Bermuda Hundred Campaign - Aftermath

Aftermath

Butler's expedition was an overall failure, and he was "bottled up" at Bermuda Hundred, unable to move. Although he was able to distract Confederate forces for a brief time, their victories at Proctor's Creek and Ware Bottom Church enabled Beauregard to detach strong reinforcements for Lee's army in time for the fighting at Cold Harbor.

In Grant's Personal Memoirs he described a conversation with his Chief Engineer regarding Butler's predicament:

He said that the general occupied a place between the James and Appomattox rivers which was of great strength, and where with an inferior force he could hold it for an indefinite length of time against a superior; but that he could do nothing offensively. I then asked him why Butler could not move out from his lines and push across the Richmond and Petersburg Railroad to the rear and on the south side of Richmond.
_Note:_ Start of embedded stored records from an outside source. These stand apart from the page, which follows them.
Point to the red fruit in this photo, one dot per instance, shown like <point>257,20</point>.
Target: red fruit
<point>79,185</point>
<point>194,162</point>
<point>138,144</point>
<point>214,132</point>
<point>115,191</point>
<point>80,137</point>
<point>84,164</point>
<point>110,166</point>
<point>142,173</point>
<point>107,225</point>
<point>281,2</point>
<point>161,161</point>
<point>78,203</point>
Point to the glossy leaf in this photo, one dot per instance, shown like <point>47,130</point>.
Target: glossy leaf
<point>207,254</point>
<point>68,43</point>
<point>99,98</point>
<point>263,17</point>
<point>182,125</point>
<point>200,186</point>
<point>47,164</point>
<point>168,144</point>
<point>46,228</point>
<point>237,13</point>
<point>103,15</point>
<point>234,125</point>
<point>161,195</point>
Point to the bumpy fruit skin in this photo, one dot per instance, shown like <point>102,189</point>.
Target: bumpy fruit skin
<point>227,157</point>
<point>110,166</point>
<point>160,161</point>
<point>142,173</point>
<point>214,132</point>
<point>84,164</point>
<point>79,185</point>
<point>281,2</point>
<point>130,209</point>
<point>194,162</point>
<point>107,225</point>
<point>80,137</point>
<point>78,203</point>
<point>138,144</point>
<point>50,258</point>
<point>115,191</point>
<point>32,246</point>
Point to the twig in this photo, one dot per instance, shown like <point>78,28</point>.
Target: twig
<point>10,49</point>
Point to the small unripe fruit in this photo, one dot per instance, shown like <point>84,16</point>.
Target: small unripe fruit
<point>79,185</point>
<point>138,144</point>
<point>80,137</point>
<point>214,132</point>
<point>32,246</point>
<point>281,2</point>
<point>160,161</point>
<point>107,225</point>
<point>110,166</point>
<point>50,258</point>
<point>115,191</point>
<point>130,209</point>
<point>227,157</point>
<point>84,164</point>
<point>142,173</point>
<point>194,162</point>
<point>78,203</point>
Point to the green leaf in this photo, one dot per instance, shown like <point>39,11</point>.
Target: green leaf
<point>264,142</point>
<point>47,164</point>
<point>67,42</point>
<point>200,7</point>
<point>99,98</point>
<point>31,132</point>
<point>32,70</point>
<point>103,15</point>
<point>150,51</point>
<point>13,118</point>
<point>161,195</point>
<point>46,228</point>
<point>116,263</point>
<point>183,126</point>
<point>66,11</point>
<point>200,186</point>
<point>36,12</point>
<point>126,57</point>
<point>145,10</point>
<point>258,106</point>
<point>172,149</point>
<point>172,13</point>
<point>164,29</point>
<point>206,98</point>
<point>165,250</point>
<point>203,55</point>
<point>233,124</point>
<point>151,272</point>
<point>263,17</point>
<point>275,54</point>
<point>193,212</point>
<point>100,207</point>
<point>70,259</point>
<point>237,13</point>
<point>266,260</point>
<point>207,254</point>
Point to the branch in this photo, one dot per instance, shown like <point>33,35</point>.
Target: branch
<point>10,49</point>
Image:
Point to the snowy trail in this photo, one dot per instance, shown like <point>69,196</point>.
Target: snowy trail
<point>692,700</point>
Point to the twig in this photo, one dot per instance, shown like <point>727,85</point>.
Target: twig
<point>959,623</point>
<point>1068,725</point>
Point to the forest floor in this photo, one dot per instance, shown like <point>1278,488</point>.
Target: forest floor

He replied that it was impracticable, because the enemy had substantially the same line across the neck of land that General Butler had. He then took out his pencil and drew a sketch of the locality, remarking that the position was like a bottle and that Butler's line of intrenchments across the neck represented the cork; that the enemy had built an equally strong line immediately in front of him across the neck; and it was therefore as if Butler was in a bottle. He was perfectly safe against an attack; but, as Barnard expressed it, the enemy had corked the bottle and with a small force could hold the cork in its place.

Ulysses S. Grant, 'Personal Memoirs'

Butler's forces were eventually used in the Siege of Petersburg. Bermuda Hundred was garrisoned by Federal troops throughout the siege.